FDUAは同日、ガイドラインの第1.2版を公開した。この改訂では、文章作成や検索にとどまらず外部システムに接続して自律的に処理を実行する「AIエージェント」への対応が主眼となっている。
具体的には、生成内容の正確性に加えて、想定外の動作や過剰な権限行使、接続先への誤った実行といった新たなリスクを整理した。金融機関に対しては、異常を検知し影響を限定して停止・復旧できる継続的な管理態勢の構築を求めている。

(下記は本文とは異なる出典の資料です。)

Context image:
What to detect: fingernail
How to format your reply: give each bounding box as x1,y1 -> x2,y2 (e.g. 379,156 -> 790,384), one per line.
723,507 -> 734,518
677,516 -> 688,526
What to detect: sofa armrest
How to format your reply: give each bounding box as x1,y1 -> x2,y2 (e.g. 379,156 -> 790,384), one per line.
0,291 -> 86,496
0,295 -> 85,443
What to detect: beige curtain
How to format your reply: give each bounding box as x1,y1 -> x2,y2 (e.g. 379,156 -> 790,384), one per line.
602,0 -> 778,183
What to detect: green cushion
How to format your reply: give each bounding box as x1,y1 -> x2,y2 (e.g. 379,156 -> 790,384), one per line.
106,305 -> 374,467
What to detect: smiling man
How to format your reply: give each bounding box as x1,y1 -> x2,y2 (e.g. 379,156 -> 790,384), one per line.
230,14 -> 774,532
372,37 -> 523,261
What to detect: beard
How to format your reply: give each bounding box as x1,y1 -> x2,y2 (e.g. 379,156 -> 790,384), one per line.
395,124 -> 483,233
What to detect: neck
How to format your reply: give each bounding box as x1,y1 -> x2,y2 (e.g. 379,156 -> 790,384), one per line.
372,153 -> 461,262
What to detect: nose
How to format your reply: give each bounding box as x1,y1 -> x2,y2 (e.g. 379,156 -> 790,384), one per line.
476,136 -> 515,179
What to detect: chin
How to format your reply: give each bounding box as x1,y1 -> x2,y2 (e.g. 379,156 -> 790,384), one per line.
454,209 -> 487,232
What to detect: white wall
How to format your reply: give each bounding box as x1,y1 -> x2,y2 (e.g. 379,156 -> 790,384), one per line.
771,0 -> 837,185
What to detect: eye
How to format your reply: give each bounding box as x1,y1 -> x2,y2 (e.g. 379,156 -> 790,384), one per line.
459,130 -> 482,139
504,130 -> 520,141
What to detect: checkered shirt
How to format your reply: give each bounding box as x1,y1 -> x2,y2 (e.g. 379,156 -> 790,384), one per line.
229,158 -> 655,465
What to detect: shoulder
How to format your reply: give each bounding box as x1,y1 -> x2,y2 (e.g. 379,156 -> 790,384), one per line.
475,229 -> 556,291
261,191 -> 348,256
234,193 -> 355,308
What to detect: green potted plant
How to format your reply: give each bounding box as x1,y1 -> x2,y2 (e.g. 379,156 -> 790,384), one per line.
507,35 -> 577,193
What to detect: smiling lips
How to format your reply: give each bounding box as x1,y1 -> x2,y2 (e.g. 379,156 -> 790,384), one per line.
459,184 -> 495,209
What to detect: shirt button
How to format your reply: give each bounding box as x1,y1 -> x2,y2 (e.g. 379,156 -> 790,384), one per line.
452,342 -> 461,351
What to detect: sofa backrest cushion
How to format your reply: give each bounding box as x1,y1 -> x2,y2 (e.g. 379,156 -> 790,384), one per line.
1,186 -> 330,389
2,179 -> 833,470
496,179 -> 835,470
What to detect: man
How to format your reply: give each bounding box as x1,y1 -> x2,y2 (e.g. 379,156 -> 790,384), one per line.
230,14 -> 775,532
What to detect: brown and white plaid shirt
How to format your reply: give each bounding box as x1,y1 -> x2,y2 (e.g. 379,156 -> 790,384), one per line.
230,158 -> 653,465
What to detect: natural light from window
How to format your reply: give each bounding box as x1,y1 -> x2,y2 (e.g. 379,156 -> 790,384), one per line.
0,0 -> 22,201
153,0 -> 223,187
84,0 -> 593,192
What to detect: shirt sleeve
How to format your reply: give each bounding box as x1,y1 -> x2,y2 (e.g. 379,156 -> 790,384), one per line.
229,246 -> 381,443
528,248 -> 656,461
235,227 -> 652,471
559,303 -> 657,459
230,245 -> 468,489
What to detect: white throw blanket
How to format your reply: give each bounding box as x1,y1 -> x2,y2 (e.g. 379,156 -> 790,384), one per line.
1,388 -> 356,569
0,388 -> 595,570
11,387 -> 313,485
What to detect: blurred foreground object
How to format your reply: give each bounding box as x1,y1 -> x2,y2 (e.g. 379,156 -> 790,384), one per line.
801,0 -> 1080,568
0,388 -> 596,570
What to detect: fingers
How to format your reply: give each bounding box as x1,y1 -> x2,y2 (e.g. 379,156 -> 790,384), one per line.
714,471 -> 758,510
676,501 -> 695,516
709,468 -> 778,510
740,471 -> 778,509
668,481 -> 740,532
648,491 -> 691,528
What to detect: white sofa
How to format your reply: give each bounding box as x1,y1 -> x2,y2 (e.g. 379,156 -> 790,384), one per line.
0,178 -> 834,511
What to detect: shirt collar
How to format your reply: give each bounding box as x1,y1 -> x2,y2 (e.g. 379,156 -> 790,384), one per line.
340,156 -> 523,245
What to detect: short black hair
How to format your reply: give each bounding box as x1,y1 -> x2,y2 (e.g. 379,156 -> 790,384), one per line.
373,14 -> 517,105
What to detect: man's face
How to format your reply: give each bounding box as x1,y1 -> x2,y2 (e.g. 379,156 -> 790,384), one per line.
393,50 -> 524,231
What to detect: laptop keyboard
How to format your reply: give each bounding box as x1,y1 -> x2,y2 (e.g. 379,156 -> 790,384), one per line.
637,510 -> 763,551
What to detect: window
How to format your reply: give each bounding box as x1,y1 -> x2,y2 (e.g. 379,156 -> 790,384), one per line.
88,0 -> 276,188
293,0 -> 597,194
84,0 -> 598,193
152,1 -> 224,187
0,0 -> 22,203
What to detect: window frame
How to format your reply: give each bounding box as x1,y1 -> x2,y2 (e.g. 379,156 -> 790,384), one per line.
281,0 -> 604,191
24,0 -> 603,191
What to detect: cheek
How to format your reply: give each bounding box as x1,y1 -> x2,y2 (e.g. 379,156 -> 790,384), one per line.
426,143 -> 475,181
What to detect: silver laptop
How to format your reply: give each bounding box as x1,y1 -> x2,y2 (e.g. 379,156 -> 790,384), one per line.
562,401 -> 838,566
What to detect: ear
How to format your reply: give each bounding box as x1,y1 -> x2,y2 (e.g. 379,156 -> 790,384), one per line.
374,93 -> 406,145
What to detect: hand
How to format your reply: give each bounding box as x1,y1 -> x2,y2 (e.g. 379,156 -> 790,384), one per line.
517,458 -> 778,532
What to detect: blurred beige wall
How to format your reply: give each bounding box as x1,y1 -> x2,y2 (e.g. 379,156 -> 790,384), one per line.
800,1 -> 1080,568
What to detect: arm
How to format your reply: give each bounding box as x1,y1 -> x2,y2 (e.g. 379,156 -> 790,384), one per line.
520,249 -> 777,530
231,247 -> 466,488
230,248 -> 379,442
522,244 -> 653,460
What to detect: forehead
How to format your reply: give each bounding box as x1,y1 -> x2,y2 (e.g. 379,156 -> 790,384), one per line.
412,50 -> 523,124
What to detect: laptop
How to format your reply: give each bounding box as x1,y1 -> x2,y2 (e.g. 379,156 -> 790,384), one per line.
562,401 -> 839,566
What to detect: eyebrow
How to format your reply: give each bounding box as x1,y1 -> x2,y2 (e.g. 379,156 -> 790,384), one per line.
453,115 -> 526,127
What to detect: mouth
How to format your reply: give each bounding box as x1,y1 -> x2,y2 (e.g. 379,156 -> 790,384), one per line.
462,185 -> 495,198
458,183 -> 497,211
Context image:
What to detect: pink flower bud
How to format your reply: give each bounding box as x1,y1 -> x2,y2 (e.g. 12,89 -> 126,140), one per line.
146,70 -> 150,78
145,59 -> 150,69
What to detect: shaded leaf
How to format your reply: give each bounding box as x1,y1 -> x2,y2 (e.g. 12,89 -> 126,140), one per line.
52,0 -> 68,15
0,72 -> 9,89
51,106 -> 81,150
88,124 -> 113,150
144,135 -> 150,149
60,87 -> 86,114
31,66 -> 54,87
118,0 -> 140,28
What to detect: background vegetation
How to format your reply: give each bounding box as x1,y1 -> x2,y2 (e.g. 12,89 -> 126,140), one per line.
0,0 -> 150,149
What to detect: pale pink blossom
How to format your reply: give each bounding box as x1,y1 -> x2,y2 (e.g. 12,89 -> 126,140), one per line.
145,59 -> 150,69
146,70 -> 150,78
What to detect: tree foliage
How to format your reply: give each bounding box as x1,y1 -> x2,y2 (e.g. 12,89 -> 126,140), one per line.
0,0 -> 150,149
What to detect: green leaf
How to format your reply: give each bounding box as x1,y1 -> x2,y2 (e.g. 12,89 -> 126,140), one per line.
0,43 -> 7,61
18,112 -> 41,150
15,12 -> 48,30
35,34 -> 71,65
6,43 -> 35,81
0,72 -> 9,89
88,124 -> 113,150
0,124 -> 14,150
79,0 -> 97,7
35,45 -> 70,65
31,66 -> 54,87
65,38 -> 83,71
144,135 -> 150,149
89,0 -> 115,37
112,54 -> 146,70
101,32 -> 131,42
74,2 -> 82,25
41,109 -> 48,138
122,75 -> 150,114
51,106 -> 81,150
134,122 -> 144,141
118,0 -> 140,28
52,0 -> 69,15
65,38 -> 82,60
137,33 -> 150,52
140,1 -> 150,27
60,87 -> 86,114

また、技術や規制の変化に適応しながら組織としてAI活用を安全に維持するしなやかな能力「AIレジリエンス」の考え方を新たに提示した。ガバナンス態勢とライフサイクル管理に関する記載も拡充された。
このガイドラインは2024年8月に初版が公開され、累計約4,000件のダウンロード実績がある。会員金融機関の意見や関係当局との対話を踏まえ、社内ルール整備や人材不足といった実務課題に対応する内容に改訂された。経営企画からIT部門まで幅広く活用されることを期待している。